Scalable coding is a technology that encodes a multimedia signal in a scalable manner so that various representations of the content can be extracted from a single codestream to fit a wide range of applications. Many scalable coders have been proposed and some have been adopted as standards. JPEG 2000 (J2K) is a scalable wavelet-based image-coding standard that supports resolution, quality, and color-component scalabilities within a single codestream. MPEG-4 Fine Granularity Scalability (FGS) is a fine-grain scalable video coding standard that supports both temporal and quality scalabilities. The recent Universal Scalable Video Coding (USVC) proposal supports temporal, spatial, and quality scalabilities (F. Wu, S. Li, R. Yan, X. Sun, and Y. Zhang, “Efficient and Universal Scalable Video Coding,” IEEE Int. Conf. Image Processing, September 2002, vol. 2, pp. 37-40). Embedded Audio Coding (EAC) supports quality, sampling-rate, and channel scalabilities (J. Li, “Embedded Audio Coding (EAC) with Implicit Auditory Masking,” Proc. 10th ACM Int. Conf. Multimedia, December 2002, pp. 592-601).
Scalable codestreams are usually organized upon fundamental building blocks denoted as “scalable building blocks” (SBBs). For example, a J2K encoder partitions a codestream according to tiles, components, resolution levels, precincts, and layers. Thus, a J2K SBB is a type of data packet that can be uniquely identified by the aforementioned scalable parameters. Based on supported scalabilities, SBBs can be extracted from a codestream and accessed for use by any one of the scalable parameters to form a best-fit representation for an application. SBBs also have an advantage that they can be truncated or rate-shaped. The “compression-once-decompression-many-ways” characteristic of SBBs is very desirable in many applications.

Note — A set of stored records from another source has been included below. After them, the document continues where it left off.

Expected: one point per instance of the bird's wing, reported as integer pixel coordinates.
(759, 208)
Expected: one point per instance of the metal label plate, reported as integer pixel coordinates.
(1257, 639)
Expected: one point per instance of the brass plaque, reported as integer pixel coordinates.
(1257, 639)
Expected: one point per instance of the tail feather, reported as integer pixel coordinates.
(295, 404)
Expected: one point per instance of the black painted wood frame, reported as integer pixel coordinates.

Multimedia Digital Rights Management (DRM) seeks to manage ownership and distribution rights for multimedia content from its creation to its consumption. MPEG-4 has been actively developing a DRM standard, the Intellectual Property Management and Protection (IPMP) protocol. Several commercial DRM products are also currently available, such as MICROSOFT® WINDOWS MEDIA® RIGHTS MANAGER (WMRM) (Microsoft Corporation, Redmond, Wa.). A DRM system such as WMRM encrypts and packages digital media content into a digital media file for super-distribution. A decryption key can be uploaded to a license server along with a specification of license rights selected by the publisher. To play protected content, a user first acquires a license from the proper license server that contains the decryption key and user access rights. A license to use the content is individualized and typically encrypted in such a way that the key binds to the user's hardware, making it impossible for the license to be used by others illegally.

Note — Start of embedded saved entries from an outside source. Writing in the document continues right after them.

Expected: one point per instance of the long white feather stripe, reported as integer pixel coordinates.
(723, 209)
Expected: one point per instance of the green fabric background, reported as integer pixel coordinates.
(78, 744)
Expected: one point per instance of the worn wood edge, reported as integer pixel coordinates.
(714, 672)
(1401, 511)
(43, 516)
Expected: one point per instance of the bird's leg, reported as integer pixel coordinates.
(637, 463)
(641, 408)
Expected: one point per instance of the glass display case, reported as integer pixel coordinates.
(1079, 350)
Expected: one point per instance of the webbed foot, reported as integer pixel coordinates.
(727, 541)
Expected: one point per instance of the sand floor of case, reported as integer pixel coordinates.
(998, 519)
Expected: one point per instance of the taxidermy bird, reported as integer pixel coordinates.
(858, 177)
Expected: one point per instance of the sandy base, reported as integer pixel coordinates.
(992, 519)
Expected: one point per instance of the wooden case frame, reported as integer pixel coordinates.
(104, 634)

While there are many encryption algorithms proposed for non-scalable multimedia formats, few are designed specifically for scalable multimedia formats. Wee, et al., propose a secure scalable streaming (SSS) schema that enables transcoding without decryption. (S. J. Wee and J. G. Apostolopoulos, “Secure Scalable Streaming Enabling Transcoding Without Decryption,” IEEE Int. Conf. Image Processing, 2001, vol. 1, pp. 437-440.) For MPEG-4 FGS, the approach encrypts video data in both base and enhancement layers except header data. Markers for RD-optimal (rate distortion-optimal) cutoff points have to be inserted into the unencrypted header for a middle stage to perform RD-optimal bit rate reduction. With regard to SSS, encryption granularity depends on the way a video stream is packetized. More precisely, encryption is applied to each packet. No modification on the packet size is allowed after encryption is done. SSS protects scalable media as a single access layer.

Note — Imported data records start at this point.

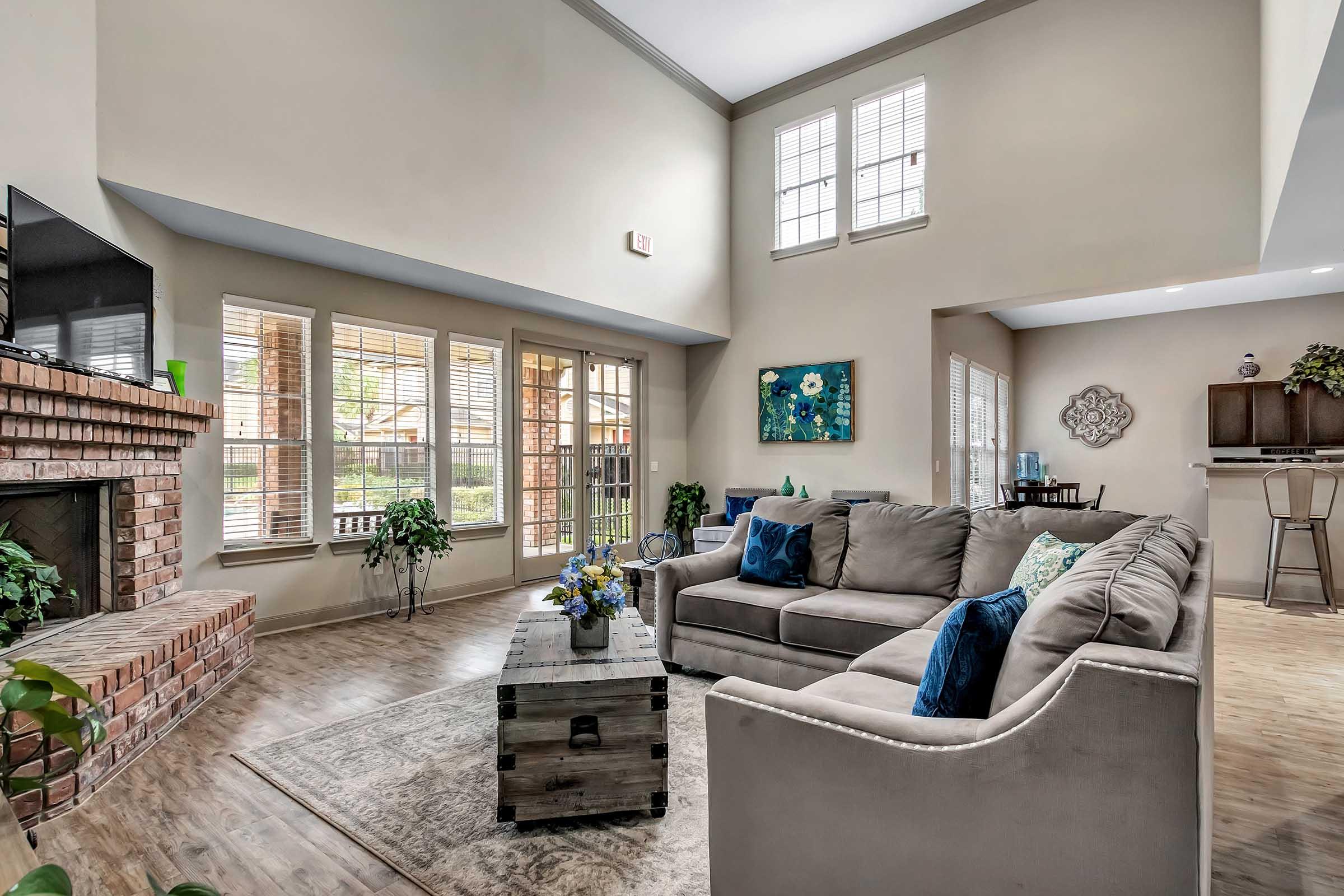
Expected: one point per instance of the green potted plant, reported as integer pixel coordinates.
(42, 695)
(27, 585)
(1322, 365)
(686, 507)
(410, 530)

Grosbois et al. propose a simple layered access control schema for the image compression standard of JPEG 2000. (Raphael Grosbois, Pierre Gergelot, and Touradj Ebrahimi, “Authentication and Access Control in the JPEG 2000 compressed domain,” Proc. of SPIE 46th Annual Meeting, Applications of Digital Image Processing XXIV, San Diego, 2001.) In this scheme, a J2K image codestream is divided into two layers: the unencrypted layer and the encrypted layer. For the access control on resolution, the scheme pseudo-randomly flips the signs of the wavelet coefficients in the high frequency subbands. For the access control on layers, the bits in the codewords of the coding-passes belonging to last layers are pseudo-randomly flipped. Both types of access controls cannot be supported simultaneously.